Budget legislation that offers a tax break on co-op earnings is the most important policy change the federal government could make to support the sector, says a co-operative researcher.
Lou Hammond Ketilson from the University of Saskatchewan’s Centre for the Study of Co-operatives said in a Dec. 8 Parliament Hill speech that co-ops are “an under-estimated and overlooked opportunity” in Canada’s economy.
In an interview, she said government support could best come in the form of tax breaks that some provinces have enacted.
Manitoba offers a tax break on coop earnings, leaving more money for investment. Quebec provides a tax break for people who invest in cooperatives, dealing with the under-capitalization that is a problem for many co-ops.
The House of Commons finance committee has recommended for several years a federal version of the Quebec model that would cost little, attract tens of millions of dollars to co-ops and is recommended by Credit Union Central of Canada. Federal finance minister Jim Flaherty has yet to respond.
“If the federal government wants to support the sector, absolutely the best way would be through tax incentives,” Ketilson said in an interview after a speech to a session organized by the Canadian Federation for the Humanities and Social Sciences and the Canadian co-operative movement. “It would leave the sector to build the infrastructure that it needs to succeed.”
The United Nations has designated 2012 the year of co-operatives, and the Canadian movement is sponsoring a series of events throughout the year, ending with a national conference in Quebec City in October.
In her speech, Ketilson said her research has identified co-ops and credit unions as key players in the Canadian economy, trusted by Canadians at a time when private sector financial institutions are being questioned or under attack from the Occupy movement. More than 10 million Canadians are co-op members.
She said credit unions offer services in many rural and isolated communities where there are no other financial institutions.
They are locally controlled and offer financial services that private lenders are not prepared to do.

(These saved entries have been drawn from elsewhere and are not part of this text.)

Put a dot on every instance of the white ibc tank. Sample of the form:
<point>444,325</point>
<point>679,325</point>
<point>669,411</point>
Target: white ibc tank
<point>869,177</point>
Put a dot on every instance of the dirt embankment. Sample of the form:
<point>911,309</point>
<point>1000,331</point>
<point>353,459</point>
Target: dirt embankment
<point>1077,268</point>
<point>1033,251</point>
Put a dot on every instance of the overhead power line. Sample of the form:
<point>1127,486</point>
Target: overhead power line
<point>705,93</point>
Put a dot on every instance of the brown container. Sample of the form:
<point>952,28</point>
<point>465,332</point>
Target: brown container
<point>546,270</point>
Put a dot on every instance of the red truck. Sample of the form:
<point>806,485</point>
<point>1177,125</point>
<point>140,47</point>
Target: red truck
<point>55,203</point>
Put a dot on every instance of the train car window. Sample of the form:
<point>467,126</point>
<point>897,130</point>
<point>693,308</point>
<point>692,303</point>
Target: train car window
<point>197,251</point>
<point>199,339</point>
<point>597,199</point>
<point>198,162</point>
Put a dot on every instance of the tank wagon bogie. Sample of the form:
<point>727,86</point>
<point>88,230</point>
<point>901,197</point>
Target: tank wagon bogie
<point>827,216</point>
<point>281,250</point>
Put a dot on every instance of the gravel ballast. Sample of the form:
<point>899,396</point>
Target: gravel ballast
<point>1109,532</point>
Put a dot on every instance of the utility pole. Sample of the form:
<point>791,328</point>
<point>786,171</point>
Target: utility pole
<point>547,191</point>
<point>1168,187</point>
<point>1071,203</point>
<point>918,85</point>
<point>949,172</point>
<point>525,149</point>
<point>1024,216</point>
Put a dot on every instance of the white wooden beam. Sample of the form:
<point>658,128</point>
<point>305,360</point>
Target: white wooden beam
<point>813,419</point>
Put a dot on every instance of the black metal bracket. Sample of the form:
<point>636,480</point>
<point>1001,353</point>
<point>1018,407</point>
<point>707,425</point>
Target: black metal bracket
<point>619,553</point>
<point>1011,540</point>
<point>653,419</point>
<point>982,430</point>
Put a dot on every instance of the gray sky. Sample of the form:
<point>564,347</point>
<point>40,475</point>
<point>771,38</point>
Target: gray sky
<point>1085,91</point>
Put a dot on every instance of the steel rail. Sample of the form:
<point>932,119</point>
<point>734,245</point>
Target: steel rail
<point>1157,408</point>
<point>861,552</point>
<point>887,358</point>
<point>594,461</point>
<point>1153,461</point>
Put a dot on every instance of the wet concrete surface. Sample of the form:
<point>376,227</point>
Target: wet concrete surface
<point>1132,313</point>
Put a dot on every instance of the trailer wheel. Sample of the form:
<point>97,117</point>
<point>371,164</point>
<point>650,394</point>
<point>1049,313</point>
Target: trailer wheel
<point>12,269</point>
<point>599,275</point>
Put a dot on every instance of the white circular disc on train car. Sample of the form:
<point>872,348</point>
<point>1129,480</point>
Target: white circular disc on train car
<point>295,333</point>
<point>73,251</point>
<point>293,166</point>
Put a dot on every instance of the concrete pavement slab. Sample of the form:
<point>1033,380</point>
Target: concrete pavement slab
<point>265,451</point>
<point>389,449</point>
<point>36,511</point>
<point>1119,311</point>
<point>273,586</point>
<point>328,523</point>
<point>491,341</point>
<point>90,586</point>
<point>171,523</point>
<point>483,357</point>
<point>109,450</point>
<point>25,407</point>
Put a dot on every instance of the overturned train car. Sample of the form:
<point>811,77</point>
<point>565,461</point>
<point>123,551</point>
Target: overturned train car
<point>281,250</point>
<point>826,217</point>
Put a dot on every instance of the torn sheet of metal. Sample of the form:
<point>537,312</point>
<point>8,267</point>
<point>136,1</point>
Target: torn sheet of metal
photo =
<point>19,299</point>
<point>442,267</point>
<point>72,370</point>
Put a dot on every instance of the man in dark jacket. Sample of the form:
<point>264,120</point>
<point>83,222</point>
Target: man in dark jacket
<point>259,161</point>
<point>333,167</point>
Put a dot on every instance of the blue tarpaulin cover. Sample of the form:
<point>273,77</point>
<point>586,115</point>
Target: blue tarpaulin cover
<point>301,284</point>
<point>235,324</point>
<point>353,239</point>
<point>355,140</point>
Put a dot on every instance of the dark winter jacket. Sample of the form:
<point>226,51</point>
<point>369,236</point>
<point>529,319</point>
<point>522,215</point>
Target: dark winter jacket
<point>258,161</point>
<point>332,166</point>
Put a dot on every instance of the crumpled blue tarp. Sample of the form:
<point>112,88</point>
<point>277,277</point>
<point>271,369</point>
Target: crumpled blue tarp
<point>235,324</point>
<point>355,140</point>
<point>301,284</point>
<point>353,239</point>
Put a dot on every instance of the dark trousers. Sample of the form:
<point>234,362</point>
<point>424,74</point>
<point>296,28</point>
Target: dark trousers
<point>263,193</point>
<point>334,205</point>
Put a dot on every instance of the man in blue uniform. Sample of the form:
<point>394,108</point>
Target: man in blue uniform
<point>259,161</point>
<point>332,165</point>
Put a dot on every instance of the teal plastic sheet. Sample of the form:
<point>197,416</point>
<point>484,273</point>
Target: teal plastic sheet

She said credit unions exist to service their members and are responsive to local direction, unlike private lenders who serve the interests of shareholders.
Ketilson, an unabashed supporter of the co-operative model, said mainstream economists who criticize them as inefficient miss the point.
“They are making decisions that put their members and their communities ahead of their institution,” she said.
However, co-operatives and credit unions are under-developed and have difficulty attracting investment and growth, she said. A major part of the problem is that most Canadians do not understand co-ops, how they are formed and what benefits they can provide, he said.